'The Cloverfield Paradox' is the Franchise's First Disappointment
While the Cloverfield space station orbits a planet on the brink of war, scientists test a device to solve an energy crisis, and end up face-to-face with a dark alternate-reality. Now, this film is kind of unprecedented in the way it was marketed. The film was announced around a year ago, constantly shuffling release dates with rumors surfacing in early January that Paramount was going to sell the film to Netflix. Come Super Bowl Sunday, lo and behold Netflix announced that we’d be able to watch the film as soon as the game ends. Unfortunately, they chose this strategy for one reason: this movie is not good.

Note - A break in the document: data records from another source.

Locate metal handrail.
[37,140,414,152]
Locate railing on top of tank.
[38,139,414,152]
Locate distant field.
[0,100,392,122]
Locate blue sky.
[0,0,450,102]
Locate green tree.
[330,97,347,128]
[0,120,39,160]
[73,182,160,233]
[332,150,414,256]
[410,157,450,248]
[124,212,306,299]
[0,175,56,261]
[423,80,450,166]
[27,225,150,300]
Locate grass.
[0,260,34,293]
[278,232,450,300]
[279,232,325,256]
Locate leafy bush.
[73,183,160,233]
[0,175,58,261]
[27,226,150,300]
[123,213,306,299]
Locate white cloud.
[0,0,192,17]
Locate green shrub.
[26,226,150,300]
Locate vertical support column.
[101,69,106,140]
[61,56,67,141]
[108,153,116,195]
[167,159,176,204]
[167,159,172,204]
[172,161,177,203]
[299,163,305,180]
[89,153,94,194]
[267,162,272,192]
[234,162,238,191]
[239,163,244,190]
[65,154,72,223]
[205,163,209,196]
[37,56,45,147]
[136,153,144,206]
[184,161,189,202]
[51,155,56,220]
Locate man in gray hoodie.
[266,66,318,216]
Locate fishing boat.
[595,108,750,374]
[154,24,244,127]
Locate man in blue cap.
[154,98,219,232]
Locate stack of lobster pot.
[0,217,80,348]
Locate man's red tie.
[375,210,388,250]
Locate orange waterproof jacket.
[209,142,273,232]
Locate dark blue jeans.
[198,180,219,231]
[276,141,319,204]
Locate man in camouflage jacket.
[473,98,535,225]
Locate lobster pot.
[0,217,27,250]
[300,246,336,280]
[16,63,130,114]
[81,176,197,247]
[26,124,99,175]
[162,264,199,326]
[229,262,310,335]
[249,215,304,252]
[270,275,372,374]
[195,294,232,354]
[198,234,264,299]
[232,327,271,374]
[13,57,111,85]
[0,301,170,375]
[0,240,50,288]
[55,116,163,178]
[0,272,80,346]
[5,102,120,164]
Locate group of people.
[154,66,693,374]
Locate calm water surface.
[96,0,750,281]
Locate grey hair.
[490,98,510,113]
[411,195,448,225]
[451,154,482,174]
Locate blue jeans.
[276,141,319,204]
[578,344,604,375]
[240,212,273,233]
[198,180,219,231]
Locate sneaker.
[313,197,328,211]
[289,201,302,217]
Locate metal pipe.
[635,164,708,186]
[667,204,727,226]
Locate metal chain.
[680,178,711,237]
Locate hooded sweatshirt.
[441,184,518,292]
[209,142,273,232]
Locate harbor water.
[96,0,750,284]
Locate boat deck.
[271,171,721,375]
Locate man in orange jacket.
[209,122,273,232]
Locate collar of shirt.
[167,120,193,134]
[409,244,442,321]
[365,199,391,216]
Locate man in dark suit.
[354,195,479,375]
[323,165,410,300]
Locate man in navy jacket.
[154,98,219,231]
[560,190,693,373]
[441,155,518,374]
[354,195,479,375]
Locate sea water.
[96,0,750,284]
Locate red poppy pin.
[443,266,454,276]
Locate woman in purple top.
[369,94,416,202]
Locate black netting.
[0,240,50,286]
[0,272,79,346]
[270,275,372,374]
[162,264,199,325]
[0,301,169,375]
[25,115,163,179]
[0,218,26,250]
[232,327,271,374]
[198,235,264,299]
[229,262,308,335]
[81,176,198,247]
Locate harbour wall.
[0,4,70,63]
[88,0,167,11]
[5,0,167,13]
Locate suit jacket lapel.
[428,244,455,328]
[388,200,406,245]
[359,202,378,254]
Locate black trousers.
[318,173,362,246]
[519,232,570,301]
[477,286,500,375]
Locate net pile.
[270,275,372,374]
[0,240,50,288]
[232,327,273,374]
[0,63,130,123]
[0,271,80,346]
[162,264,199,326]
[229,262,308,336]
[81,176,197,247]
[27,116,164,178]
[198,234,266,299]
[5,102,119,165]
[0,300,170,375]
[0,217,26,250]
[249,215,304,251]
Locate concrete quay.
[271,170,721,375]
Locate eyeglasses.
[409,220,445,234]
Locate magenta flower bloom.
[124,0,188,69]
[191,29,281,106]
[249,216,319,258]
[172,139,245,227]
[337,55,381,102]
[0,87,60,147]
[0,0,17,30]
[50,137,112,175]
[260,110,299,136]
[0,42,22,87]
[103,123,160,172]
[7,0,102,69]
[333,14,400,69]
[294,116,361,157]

Compared to the original Cloverfield and 2016’s 10 Cloverfield Lane, this movie is incredibly disappointing. There are endless plot holes, lack of explanation for so many aspects of the film, and probably the most inconsistent and jarring tone shifts I’ve seen in a long time. One moment a crew member is dangerously hurt and in desperate need of medical assistance, the next a sentient hand is somehow propelling the plot forward. It’s a movie chock full of ideas and tones but never really makes a decision about what it really wants to be.
Despite my dragging on it, I did find enjoyment in the film. The cast is great (though they deserve better) and it was fun watching it and trying to figure out where it was going and how to connect it to the Cloverfield universe. The premise has a ton of potential, but the film’s identity crisis holds it back from being as good as it could’ve been. Overall, it was an enjoyable watch, especially as a Netflix film, and I would give it 3 out of 5 stars.